EUR$ has been steady – offers were mentioned near 1.1140 limited the upside to 1.1133. There should be some more digital options on the downside, 1.1050 and particularly 1.1000. Next big levels are 1.0880 and 1.0640.

Weak sentiment, UST yields had the $YEN moving lower initially but soon turned when the Japanese traders settled down. The pair was bought for the Tokyo fix and activity slowed. Recovery in risk kept the $YEN firm but momentum accounts capped the upside. Think that sellers will line up offers ahead of 115.50. Hearsay bids currently near 114.60, I was told that the Japanese retail have turned long and I am sure they will be there as well. Not large, there are about $1.83bn worth of 115.00 strikes due in coming days.

Credit Agricole

Asia overnight

Oil at USD110/bl is rattling investor sentiment. The Ukraine crisis continues to push commodity prices higher and increase investor concerns that central banks will be forced to slam on the monetary policy brakes in order to control higher levels of cost-push inflation. Most Asian bourses were trading lower, but S&P 500 futures higher at the time of writing. G10 FX followed the latter and the Antipodeans, CAD and NOK were the outperformers during the Asian session. Australia’s GDP release and US President Joe Biden’s State of the Union address were broadly neutral for FX markets. While the JPY and CHF were underperformers during the Asian session, the SEK remains under the most downward pressure.

Citi

European Open

Geopolitics remained top of mind for markets following yesterday’s Russia/Ukraine headlines just ahead of the NY session. DXY held onto the gains it saw in the NY session, while UST dipped. The dominant move, however, was that of oil prices, which surged in the NY session, and continued thereafter into the Asian session. The news of a coordinated release in oil reserves did little to pull oil prices down. Central bank speech also featured heavily. The Fed’s Bostic left the possibility of a 50bps hike on the table. ECB’s Rehn noted that ECB should not exit stimulus before gauging the war impact.

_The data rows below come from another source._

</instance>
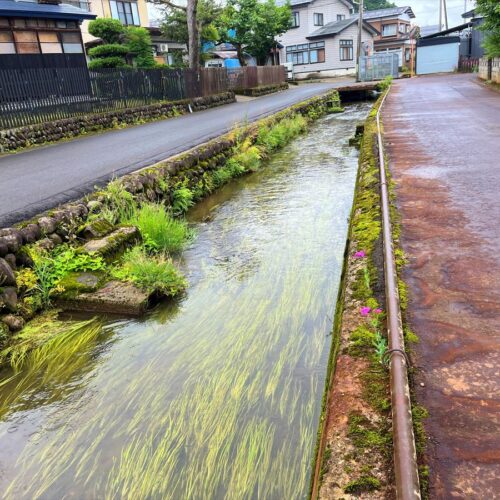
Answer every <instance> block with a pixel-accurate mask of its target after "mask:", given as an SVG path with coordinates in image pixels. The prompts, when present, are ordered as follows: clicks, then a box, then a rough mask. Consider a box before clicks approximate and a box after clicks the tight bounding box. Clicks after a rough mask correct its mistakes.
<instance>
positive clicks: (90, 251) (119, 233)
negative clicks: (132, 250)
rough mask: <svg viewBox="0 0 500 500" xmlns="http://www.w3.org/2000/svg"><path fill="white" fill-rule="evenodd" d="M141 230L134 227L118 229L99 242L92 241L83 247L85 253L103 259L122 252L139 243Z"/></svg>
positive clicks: (119, 228)
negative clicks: (139, 229)
mask: <svg viewBox="0 0 500 500" xmlns="http://www.w3.org/2000/svg"><path fill="white" fill-rule="evenodd" d="M139 238H140V233H139V230H138V229H137V228H136V227H134V226H124V227H120V228H118V229H116V230H115V231H113V232H112V233H111V234H108V235H107V236H105V237H104V238H99V239H97V240H90V241H89V242H87V243H85V245H83V247H82V249H83V251H85V252H87V253H97V254H99V255H102V256H103V257H107V256H109V255H113V254H116V253H118V252H120V251H121V250H122V249H123V248H124V247H125V246H126V245H131V244H132V243H134V242H136V241H138V240H139Z"/></svg>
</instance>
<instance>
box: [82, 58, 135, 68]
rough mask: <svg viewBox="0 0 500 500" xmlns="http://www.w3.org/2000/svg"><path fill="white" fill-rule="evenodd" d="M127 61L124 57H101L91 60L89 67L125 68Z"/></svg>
mask: <svg viewBox="0 0 500 500" xmlns="http://www.w3.org/2000/svg"><path fill="white" fill-rule="evenodd" d="M127 66H128V65H127V63H126V62H125V60H124V59H123V58H122V57H118V56H113V57H100V58H99V59H94V60H93V61H90V62H89V69H101V68H125V67H127Z"/></svg>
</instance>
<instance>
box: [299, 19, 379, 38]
mask: <svg viewBox="0 0 500 500" xmlns="http://www.w3.org/2000/svg"><path fill="white" fill-rule="evenodd" d="M357 22H358V18H357V17H351V18H349V19H343V20H342V21H335V22H333V23H327V24H325V25H324V26H322V27H321V28H319V29H317V30H316V31H313V32H312V33H311V34H310V35H309V36H307V37H306V38H318V37H324V36H335V35H338V34H339V33H340V32H342V31H344V30H345V29H346V28H348V27H349V26H351V25H352V24H355V23H357ZM363 26H364V27H365V28H366V29H367V30H370V31H373V32H374V33H377V30H376V29H375V28H374V27H373V26H371V25H369V24H368V23H366V22H363Z"/></svg>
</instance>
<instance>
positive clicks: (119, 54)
mask: <svg viewBox="0 0 500 500" xmlns="http://www.w3.org/2000/svg"><path fill="white" fill-rule="evenodd" d="M128 51H129V49H128V47H127V46H126V45H120V44H119V43H110V44H106V45H98V46H97V47H92V48H91V49H89V51H88V54H89V56H90V57H92V58H97V57H100V58H104V57H106V58H107V57H115V56H116V57H120V56H126V55H127V54H128Z"/></svg>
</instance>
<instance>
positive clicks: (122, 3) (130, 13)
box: [109, 0, 141, 26]
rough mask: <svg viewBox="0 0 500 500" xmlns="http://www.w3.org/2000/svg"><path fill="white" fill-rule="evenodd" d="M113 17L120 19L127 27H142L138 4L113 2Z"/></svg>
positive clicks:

Looking ahead, the OPEC+ is likely to stick to their planned 400k bpd increase. Central bank speech will be watched closely following yesterday’s rates moves. USD looks to Fed Chair Powell’s testimony at 15:00 GMT, with more Fedspeak peppering the day. EUR will see Eurozone CPI, as well as ECB talk from Nagel and Lane. GBP will see speeches from Tenreyro and Cunliffe. CAD will see a rate decision in which Citi Economics expects a 25bps hike.